Truthiness in Data Modeling
Steve Hoberman wrote an interesting article in the June 2006 DMReview. He runs the design challenge, an email-based community of data professionals that tries to come up with answers to difficult ETL and Database related problems. Design challenge #14 was somewhat interesting, and worth a look if you are so inclined. The challenge deals with the challenges around generating a unique identifier for an individual in a diverse data environment. For example, in an academic environment, the same person might be both an instructor and a student (think about the army of graduate students who will be TA’s for Psych 101 at any large institution) .
To be honest, I was not particularly impressed with the solutions that were suggested. Working with ETL and Data Modeling I think I see this situation on a regular basis. A lot of the suggestions seemed like overly complicated solutions that were more work than they were worth. However, there was a real gem in the discussion about the question itself:
As analysts and modelers, we continuously find ourselves asking the business, “Why?” For example, “Why do you need this report?” or “Why do you enter this information in three places?” Emma Fortnum, application architect, rightly asked why for this challenge as well. “What I would do is question if the university really needs a unique Person ID across all the roles. Do they really need to know that Bob the student is the same as Bob the instructor?” A holistic view of a person should only be created if there is significant business value. An organization-wide program such as a BI initiative or an enterprise resource planning implementation is usually the driver of the need for holistic view.
Hoberman (and Fortnum) are right on the mark here. My guess is that the requirement for a single ID per person came out of an ivory tower or a management meeting, and from someone who hasn’t had to deal with the hands-on design and implementation of a process in many years, if ever.
All too often, the highly touted, objective “Single Version of the Truth” is a concept that is simple, probably too simple for our subjective reality. Much as technologists abhor it (and Consultants are willing to bill hours to fight it), we live in a world where truthiness reigns, and we are the better for it. The “truth” for a given situation will be derived from subjective elements of data by subjective people with subjective interests from subjective data in a subjective model. Using an objective view of truth in the data warehouse is like using the movie Highlander as a model for your book club discussion. In the end it may work for whomever is left standing, but the process is long and bloody and ultimately isn’t worth the price.
technorati tags:information quality, data quality, etl, automation, automation









March 21st, 2007 at 9:49 am
Concerning the use of a single ID per person:
This not so much an ivory tower concept as something borne of experience: if you omit the single ID per person you will almost inevitably and unfortunately later find that there _is_ a business requirement for such an ID. And while solving the business requirement is trivial if the single ID is initially included in the design, it is often difficult to add the single ID later. Here’s a real-world example: a police records management system containing categories such as employees, civilians, police officers, suspects, felons, and victims.
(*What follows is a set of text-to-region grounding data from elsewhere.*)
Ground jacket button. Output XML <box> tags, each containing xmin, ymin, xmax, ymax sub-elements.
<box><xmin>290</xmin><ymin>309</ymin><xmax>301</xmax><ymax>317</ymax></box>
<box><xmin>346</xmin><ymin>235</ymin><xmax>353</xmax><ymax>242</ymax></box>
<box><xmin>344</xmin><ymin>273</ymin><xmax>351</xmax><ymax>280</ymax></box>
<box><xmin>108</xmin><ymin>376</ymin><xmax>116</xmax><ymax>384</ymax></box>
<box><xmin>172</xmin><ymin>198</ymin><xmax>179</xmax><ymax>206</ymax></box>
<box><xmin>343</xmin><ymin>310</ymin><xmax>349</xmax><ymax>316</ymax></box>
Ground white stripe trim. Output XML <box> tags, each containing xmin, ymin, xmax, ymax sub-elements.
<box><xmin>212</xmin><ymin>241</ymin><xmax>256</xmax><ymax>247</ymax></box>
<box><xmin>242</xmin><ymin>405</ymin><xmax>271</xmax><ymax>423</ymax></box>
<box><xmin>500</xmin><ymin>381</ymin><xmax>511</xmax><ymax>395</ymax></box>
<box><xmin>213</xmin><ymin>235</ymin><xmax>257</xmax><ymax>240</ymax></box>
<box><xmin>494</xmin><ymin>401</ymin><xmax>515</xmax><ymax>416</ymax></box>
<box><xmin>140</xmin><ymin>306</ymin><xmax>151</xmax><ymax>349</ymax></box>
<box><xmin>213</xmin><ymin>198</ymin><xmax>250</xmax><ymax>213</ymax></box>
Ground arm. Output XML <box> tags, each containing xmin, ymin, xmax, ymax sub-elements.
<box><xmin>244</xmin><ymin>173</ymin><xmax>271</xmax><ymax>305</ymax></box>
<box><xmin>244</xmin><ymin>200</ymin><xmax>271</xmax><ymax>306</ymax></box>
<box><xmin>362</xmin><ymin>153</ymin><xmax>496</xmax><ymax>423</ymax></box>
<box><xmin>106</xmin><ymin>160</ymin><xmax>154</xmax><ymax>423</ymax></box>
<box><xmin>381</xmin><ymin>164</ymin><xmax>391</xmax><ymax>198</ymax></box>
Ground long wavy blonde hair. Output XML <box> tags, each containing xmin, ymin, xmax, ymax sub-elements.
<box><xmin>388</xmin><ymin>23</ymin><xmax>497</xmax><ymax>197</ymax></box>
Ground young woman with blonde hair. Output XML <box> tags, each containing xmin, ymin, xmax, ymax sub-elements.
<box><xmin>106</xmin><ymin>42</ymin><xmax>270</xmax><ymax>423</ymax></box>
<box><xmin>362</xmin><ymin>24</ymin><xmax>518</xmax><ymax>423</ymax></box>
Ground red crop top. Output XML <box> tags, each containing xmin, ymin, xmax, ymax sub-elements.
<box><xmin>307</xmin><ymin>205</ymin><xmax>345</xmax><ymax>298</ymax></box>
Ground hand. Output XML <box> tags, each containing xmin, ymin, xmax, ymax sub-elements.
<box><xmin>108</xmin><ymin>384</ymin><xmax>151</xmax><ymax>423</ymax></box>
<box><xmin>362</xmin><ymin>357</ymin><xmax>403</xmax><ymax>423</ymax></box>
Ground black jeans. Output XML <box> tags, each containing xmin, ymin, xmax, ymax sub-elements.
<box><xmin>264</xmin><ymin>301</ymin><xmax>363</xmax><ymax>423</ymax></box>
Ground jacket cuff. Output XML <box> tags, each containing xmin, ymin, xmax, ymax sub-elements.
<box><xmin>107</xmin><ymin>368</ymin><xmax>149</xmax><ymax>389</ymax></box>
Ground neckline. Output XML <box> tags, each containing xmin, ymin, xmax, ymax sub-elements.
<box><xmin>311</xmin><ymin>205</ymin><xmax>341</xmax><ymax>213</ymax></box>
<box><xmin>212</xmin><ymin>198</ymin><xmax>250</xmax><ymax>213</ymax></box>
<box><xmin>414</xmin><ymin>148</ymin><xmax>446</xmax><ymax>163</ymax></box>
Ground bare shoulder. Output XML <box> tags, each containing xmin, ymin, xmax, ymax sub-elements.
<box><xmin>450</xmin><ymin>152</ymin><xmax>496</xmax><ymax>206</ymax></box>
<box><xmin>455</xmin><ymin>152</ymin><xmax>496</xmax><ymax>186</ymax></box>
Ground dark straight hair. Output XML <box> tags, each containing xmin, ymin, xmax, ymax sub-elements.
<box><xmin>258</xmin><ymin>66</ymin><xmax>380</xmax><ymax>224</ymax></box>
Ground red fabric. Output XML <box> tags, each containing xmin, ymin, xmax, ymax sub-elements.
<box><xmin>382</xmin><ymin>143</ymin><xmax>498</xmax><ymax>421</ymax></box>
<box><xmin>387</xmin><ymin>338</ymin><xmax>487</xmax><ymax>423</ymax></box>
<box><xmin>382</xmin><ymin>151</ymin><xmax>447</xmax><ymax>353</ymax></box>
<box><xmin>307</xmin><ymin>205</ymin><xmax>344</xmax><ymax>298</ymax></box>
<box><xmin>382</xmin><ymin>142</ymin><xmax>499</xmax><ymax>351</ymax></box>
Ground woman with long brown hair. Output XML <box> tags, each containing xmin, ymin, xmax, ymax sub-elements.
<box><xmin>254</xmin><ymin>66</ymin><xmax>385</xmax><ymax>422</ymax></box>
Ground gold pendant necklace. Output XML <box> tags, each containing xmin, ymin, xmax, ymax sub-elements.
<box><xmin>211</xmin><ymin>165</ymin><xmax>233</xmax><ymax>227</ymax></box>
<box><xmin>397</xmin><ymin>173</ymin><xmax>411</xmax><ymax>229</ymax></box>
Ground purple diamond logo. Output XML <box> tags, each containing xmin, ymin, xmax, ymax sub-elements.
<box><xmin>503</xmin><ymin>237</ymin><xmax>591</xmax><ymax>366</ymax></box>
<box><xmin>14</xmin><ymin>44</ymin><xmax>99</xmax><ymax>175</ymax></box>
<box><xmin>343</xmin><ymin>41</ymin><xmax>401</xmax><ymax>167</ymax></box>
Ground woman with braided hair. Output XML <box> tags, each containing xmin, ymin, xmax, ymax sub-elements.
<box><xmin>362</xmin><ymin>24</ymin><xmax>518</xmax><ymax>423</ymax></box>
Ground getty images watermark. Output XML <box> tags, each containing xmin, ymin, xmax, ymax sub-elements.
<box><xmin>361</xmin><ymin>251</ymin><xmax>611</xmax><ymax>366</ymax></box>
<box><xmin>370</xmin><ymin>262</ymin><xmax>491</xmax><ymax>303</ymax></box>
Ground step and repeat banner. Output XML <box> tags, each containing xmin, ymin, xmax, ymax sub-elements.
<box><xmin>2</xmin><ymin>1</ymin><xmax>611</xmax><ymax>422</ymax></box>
Unless you have the single ID you can’t easily answer such a question as “How many police officers were convicted of a felony?” or “Has this potential employee ever been a suspect in a crime?”
While it may seem counterintuitive, experience has shown that using such IDs usually makes solutions _easier_ rather than harder. So I will usually include such an ID if there is any reason it might prove useful in the future. The cost of the ID is low and the potential savings in future development costs very high. And as you state, the need for such IDs usually arises in systems with very large scope of application. But these are valid applications.
As for there being no single version of the truth you are spot on. And the Highlander metaphor is extremely apt: I think I’ll borrow it if you don’t mind.